Gaucher disease (GD) is the most frequent sphingolipidosis, caused by biallelic pathogenic variants in the GBA1 gene. More than 400 GBA1 pathogenic variants have been described so far, some of them, such as c.1226A>G (p.Asn409Ser; N370S), c.1448T>C (p.Leu483Pro; L444P), c.84dup, c.115+1G>A (IVS2+1G>A) being responsible for 90% of cases among Ashkenazi Jews population and 60% of non-Ashkenazi patients [1,2,3]. GBA1 defects lead to β-glucocerebrosidase (GCase) enzyme deficiency, which results in accumulation of its substrate, glucosylceramide (GlcCer, Gb1), mostly in the monocyte-macrophage system [4]. The disease course is clinically variable and depends on specific GBA1 variants. Three clinical forms have been identified.

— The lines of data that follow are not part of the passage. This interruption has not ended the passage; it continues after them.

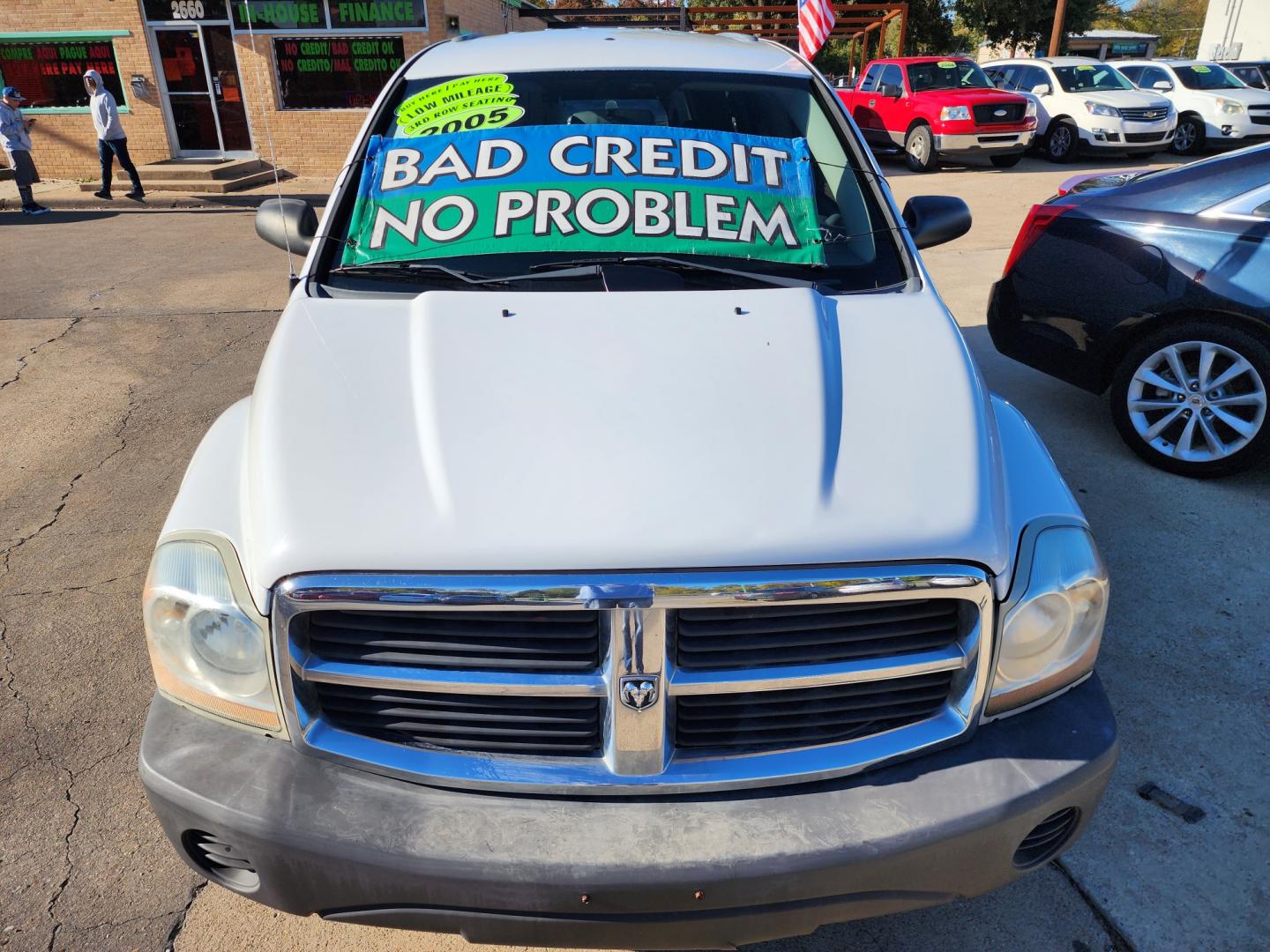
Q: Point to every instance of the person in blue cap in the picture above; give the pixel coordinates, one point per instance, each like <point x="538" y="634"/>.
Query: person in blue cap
<point x="16" y="141"/>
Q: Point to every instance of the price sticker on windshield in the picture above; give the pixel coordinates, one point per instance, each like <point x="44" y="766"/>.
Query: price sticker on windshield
<point x="482" y="101"/>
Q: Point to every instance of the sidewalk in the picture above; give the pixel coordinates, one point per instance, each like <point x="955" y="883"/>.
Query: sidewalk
<point x="64" y="196"/>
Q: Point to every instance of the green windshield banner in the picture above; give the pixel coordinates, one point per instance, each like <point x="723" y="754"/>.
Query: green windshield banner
<point x="640" y="190"/>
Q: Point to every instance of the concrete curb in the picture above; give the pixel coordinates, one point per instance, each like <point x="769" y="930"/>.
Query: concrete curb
<point x="158" y="201"/>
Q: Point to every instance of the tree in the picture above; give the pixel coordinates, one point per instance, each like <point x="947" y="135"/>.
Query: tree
<point x="1177" y="23"/>
<point x="930" y="28"/>
<point x="1025" y="22"/>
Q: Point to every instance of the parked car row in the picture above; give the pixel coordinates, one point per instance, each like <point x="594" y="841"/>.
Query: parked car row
<point x="944" y="107"/>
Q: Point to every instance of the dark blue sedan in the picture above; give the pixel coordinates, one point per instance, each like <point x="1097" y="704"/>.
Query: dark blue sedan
<point x="1154" y="286"/>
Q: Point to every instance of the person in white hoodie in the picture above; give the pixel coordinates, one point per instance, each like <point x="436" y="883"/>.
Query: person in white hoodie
<point x="111" y="140"/>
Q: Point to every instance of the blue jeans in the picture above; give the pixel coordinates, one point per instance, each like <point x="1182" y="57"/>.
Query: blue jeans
<point x="109" y="149"/>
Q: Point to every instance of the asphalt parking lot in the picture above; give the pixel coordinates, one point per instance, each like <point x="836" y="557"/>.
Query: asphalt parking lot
<point x="123" y="335"/>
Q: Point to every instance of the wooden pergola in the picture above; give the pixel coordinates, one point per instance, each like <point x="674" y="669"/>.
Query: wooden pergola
<point x="860" y="22"/>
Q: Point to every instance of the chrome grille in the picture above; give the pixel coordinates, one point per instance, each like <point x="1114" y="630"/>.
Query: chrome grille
<point x="632" y="683"/>
<point x="1151" y="113"/>
<point x="986" y="113"/>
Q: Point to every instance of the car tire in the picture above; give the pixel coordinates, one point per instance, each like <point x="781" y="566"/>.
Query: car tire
<point x="1192" y="140"/>
<point x="1061" y="143"/>
<point x="920" y="149"/>
<point x="1189" y="427"/>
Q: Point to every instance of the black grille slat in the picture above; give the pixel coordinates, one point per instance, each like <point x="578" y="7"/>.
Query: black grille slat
<point x="986" y="113"/>
<point x="874" y="688"/>
<point x="1146" y="113"/>
<point x="782" y="622"/>
<point x="560" y="641"/>
<point x="782" y="635"/>
<point x="487" y="723"/>
<point x="768" y="720"/>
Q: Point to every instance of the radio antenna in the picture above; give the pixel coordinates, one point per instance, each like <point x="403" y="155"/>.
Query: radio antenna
<point x="273" y="153"/>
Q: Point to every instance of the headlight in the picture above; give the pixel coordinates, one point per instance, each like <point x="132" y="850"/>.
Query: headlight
<point x="208" y="648"/>
<point x="1050" y="636"/>
<point x="1099" y="109"/>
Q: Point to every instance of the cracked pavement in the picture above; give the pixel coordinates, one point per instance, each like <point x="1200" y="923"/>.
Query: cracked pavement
<point x="113" y="365"/>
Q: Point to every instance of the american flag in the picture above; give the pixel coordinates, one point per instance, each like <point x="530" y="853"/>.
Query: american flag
<point x="814" y="22"/>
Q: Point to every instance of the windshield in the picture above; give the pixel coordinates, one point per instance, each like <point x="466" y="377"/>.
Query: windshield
<point x="514" y="176"/>
<point x="1087" y="78"/>
<point x="1206" y="77"/>
<point x="946" y="74"/>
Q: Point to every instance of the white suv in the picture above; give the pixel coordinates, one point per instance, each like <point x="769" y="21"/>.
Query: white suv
<point x="587" y="302"/>
<point x="1214" y="107"/>
<point x="1084" y="103"/>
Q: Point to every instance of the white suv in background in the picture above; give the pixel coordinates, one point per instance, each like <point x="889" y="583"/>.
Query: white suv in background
<point x="1084" y="103"/>
<point x="1214" y="107"/>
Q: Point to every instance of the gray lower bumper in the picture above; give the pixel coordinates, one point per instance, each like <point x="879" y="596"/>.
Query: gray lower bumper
<point x="657" y="873"/>
<point x="995" y="143"/>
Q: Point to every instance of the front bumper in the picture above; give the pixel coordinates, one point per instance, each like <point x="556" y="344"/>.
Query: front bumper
<point x="995" y="141"/>
<point x="1235" y="131"/>
<point x="649" y="873"/>
<point x="1113" y="135"/>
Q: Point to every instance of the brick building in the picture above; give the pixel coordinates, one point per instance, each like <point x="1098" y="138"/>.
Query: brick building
<point x="211" y="79"/>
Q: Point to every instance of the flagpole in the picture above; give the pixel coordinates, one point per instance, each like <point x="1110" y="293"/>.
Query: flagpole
<point x="1056" y="37"/>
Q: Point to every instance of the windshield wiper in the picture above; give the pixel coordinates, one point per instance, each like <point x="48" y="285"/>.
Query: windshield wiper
<point x="684" y="264"/>
<point x="409" y="270"/>
<point x="580" y="268"/>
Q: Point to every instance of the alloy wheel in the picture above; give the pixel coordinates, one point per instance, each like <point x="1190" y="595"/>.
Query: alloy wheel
<point x="1185" y="138"/>
<point x="1061" y="143"/>
<point x="1197" y="401"/>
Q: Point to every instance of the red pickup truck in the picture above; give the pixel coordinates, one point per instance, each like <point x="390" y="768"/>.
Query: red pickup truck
<point x="938" y="106"/>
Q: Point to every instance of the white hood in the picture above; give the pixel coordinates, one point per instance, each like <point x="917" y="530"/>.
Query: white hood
<point x="565" y="430"/>
<point x="1127" y="100"/>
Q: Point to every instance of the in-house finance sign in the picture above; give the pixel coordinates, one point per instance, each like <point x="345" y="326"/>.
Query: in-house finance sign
<point x="644" y="190"/>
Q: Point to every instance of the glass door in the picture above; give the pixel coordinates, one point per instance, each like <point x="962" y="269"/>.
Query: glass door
<point x="202" y="90"/>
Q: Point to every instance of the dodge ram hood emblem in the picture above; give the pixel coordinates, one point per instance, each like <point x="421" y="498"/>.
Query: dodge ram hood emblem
<point x="639" y="691"/>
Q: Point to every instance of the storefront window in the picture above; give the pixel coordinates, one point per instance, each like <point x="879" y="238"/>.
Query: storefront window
<point x="335" y="72"/>
<point x="375" y="14"/>
<point x="279" y="14"/>
<point x="164" y="11"/>
<point x="51" y="75"/>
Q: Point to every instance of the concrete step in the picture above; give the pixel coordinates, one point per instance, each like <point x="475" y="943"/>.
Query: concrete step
<point x="201" y="169"/>
<point x="215" y="187"/>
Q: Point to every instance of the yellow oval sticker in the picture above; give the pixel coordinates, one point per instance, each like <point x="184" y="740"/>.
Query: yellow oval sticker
<point x="470" y="103"/>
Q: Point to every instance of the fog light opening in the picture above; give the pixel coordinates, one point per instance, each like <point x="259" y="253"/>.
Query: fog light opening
<point x="221" y="862"/>
<point x="1047" y="838"/>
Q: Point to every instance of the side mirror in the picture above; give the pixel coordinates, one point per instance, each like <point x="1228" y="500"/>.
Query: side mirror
<point x="934" y="219"/>
<point x="282" y="221"/>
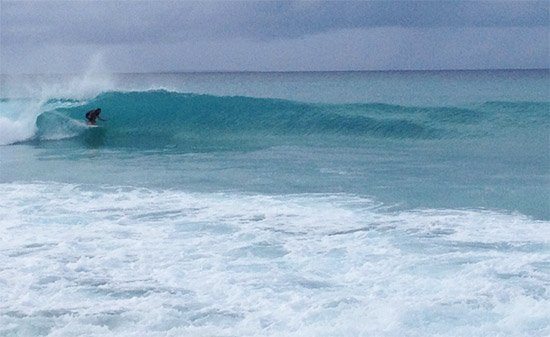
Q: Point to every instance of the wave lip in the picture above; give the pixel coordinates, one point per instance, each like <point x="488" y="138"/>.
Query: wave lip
<point x="160" y="118"/>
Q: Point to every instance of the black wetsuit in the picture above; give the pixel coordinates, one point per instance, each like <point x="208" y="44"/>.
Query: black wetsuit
<point x="92" y="115"/>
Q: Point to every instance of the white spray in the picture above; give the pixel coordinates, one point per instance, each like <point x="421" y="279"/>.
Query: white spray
<point x="19" y="112"/>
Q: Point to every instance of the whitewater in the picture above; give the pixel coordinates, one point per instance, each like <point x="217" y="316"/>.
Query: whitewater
<point x="276" y="204"/>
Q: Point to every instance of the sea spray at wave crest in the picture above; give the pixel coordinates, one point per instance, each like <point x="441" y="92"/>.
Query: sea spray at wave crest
<point x="161" y="118"/>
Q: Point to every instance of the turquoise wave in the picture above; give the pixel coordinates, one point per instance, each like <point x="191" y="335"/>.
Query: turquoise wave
<point x="161" y="118"/>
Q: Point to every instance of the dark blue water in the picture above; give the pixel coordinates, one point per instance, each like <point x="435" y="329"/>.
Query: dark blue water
<point x="415" y="202"/>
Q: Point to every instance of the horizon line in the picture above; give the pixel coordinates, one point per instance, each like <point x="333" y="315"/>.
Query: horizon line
<point x="285" y="71"/>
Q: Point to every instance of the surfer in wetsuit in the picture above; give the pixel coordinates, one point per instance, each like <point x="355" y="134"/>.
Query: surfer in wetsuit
<point x="92" y="115"/>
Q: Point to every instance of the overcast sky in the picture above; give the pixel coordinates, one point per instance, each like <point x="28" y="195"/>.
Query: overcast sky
<point x="147" y="36"/>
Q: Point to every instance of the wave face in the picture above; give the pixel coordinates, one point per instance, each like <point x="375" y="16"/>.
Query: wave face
<point x="161" y="118"/>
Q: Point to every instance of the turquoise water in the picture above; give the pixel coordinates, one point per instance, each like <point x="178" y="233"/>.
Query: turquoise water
<point x="276" y="203"/>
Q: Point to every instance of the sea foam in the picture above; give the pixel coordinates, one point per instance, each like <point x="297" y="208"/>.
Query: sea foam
<point x="88" y="260"/>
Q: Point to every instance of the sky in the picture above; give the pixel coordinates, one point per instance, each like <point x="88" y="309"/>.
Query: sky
<point x="161" y="36"/>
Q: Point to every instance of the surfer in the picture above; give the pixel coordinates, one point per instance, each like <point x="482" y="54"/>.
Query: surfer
<point x="92" y="115"/>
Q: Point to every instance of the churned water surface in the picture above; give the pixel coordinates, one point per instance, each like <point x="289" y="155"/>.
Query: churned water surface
<point x="386" y="203"/>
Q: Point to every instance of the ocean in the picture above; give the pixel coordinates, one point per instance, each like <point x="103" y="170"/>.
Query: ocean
<point x="391" y="203"/>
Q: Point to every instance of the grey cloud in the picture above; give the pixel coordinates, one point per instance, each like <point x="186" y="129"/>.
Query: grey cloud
<point x="127" y="22"/>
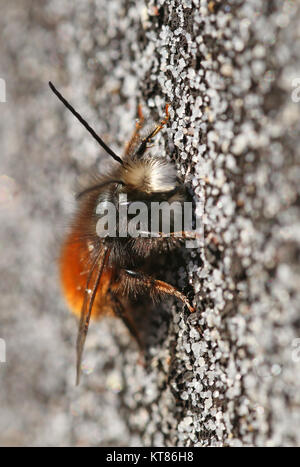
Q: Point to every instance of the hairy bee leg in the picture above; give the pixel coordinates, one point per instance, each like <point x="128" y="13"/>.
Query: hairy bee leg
<point x="159" y="287"/>
<point x="180" y="234"/>
<point x="120" y="312"/>
<point x="138" y="126"/>
<point x="162" y="123"/>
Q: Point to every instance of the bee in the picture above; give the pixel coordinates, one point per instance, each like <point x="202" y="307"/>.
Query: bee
<point x="102" y="275"/>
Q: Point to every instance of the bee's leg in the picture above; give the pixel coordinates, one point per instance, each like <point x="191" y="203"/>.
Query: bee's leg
<point x="189" y="234"/>
<point x="121" y="313"/>
<point x="156" y="287"/>
<point x="138" y="126"/>
<point x="144" y="143"/>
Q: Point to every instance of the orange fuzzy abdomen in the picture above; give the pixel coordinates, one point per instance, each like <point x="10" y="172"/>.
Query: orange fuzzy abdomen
<point x="75" y="266"/>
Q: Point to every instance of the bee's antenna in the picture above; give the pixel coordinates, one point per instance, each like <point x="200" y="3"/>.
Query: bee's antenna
<point x="85" y="124"/>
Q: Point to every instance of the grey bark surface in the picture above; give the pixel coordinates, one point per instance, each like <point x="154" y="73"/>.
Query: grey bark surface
<point x="229" y="374"/>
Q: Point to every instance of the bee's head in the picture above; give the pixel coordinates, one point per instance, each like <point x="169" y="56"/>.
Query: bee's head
<point x="149" y="175"/>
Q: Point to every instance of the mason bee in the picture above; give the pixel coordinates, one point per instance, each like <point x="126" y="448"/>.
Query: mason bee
<point x="100" y="274"/>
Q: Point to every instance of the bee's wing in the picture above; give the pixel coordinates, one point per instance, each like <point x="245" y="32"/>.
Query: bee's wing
<point x="96" y="271"/>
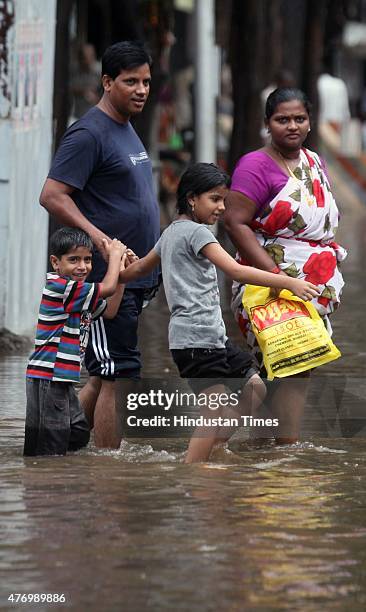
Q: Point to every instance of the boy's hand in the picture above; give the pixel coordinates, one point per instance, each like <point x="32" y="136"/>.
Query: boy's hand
<point x="131" y="257"/>
<point x="304" y="290"/>
<point x="124" y="263"/>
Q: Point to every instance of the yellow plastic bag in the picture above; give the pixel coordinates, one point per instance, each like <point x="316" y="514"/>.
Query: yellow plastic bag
<point x="289" y="331"/>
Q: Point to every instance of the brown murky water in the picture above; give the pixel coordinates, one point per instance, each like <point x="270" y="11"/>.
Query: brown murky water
<point x="136" y="529"/>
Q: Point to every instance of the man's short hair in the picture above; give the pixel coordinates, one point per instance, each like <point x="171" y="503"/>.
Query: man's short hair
<point x="67" y="238"/>
<point x="124" y="55"/>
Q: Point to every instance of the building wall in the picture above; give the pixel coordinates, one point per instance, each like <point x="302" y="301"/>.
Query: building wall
<point x="25" y="150"/>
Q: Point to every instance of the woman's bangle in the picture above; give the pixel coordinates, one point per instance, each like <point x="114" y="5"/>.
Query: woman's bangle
<point x="275" y="270"/>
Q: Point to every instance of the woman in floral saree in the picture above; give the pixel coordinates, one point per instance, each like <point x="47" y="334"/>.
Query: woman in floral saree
<point x="282" y="217"/>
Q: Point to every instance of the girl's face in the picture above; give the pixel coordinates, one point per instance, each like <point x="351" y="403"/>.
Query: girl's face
<point x="208" y="206"/>
<point x="289" y="125"/>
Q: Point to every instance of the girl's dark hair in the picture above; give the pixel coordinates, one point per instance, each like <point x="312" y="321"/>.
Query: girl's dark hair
<point x="285" y="94"/>
<point x="124" y="55"/>
<point x="67" y="238"/>
<point x="197" y="179"/>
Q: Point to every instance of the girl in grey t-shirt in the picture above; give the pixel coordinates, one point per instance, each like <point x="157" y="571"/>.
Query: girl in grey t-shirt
<point x="189" y="254"/>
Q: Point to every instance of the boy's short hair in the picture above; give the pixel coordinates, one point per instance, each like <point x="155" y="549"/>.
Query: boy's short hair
<point x="124" y="55"/>
<point x="67" y="238"/>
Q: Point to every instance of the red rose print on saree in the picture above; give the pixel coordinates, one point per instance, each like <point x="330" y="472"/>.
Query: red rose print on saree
<point x="319" y="268"/>
<point x="278" y="219"/>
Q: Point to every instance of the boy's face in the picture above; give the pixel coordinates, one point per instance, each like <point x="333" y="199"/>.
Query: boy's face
<point x="76" y="264"/>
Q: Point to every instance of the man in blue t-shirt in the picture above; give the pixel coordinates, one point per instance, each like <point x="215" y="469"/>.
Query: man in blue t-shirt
<point x="101" y="181"/>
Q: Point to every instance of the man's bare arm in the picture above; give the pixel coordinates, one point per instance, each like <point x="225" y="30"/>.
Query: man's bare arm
<point x="55" y="198"/>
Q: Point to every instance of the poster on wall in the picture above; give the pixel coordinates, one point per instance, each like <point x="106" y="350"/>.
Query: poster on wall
<point x="27" y="72"/>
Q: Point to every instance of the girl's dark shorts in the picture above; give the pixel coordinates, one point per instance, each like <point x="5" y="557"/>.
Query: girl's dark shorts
<point x="229" y="366"/>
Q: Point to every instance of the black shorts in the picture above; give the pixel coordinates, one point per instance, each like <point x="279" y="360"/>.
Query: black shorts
<point x="55" y="422"/>
<point x="229" y="366"/>
<point x="112" y="350"/>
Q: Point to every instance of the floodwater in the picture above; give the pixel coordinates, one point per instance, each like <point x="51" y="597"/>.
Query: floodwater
<point x="136" y="529"/>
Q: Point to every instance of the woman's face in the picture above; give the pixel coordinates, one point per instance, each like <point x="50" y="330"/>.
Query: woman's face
<point x="289" y="125"/>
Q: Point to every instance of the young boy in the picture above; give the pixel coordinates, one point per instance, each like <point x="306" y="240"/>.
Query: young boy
<point x="55" y="422"/>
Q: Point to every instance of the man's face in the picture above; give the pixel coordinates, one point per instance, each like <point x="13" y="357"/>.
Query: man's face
<point x="128" y="92"/>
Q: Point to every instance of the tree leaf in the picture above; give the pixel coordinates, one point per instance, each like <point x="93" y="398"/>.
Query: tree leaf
<point x="309" y="185"/>
<point x="329" y="292"/>
<point x="327" y="225"/>
<point x="292" y="271"/>
<point x="298" y="173"/>
<point x="297" y="224"/>
<point x="296" y="195"/>
<point x="276" y="251"/>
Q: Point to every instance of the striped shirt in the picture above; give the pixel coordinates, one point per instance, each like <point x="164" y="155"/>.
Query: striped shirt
<point x="66" y="311"/>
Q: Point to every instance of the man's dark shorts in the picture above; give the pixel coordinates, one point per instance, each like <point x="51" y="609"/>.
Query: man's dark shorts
<point x="112" y="350"/>
<point x="55" y="423"/>
<point x="229" y="366"/>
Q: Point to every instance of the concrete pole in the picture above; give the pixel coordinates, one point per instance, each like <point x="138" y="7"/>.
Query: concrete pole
<point x="206" y="81"/>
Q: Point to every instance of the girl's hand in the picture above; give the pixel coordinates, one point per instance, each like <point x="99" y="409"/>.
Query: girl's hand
<point x="304" y="290"/>
<point x="131" y="257"/>
<point x="274" y="291"/>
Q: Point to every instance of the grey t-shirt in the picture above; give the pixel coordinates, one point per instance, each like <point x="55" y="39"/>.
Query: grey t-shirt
<point x="190" y="283"/>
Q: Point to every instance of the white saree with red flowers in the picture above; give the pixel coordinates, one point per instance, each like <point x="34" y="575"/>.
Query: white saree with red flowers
<point x="297" y="229"/>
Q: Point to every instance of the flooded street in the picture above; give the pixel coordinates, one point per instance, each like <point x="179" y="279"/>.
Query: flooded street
<point x="136" y="529"/>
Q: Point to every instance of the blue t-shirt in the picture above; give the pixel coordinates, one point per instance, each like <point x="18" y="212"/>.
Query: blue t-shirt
<point x="107" y="164"/>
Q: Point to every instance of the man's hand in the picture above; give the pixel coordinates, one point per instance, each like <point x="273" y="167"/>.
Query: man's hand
<point x="131" y="257"/>
<point x="100" y="240"/>
<point x="113" y="248"/>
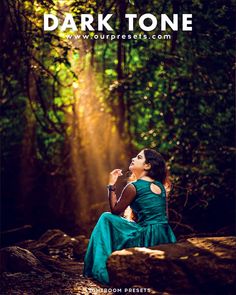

The most common form, type 1 (GD1), is believed not to cause neurological damage, whereas neuronopathic forms, type 2 (GD2) and 3 (GD3), are characterized by progressive neurological impairment [5].

Glucosylsphingosine (Lyso-Gb1) is a deacylated form of glucosylceramide. In GD patients, Lyso-Gb1 plasma concentrations are found to be markedly increased above the cut-off level (12–14 ng/mL), compared to healthy individuals [6]. The association between patients genotypes and Lyso-Gb1 levels has also been reported. GD patients homozygous for the L444P variant had higher Lyso-Gb1 levels (median, 184.5 ng/mL) than those with the N370S variant on at least one GBA1 allele (median, 143.1 ng/mL) [7]. Moreover, the brain levels of Lyso-Gb1 were shown to be 22–51 times and 38–694 times higher in patients with GD3 and GD2, respectively, in comparison to healthy individuals. At the same time, the brain levels of Lyso-Gb1 in GD1 patients were found within the normal range and were comparable to those in healthy subjects, thus suggesting that elevated Lyso-Gb1 levels may contribute to the neurological manifestations characteristic of neuronopathic GD [8]. Therefore, it is not surprising that Lyso-Gb1 is believed to be the most reliable biomarker currently available for the diagnosis, prognosis, and treatment monitoring of GD patients, as reviewed by Revel-Vilk et al. [9].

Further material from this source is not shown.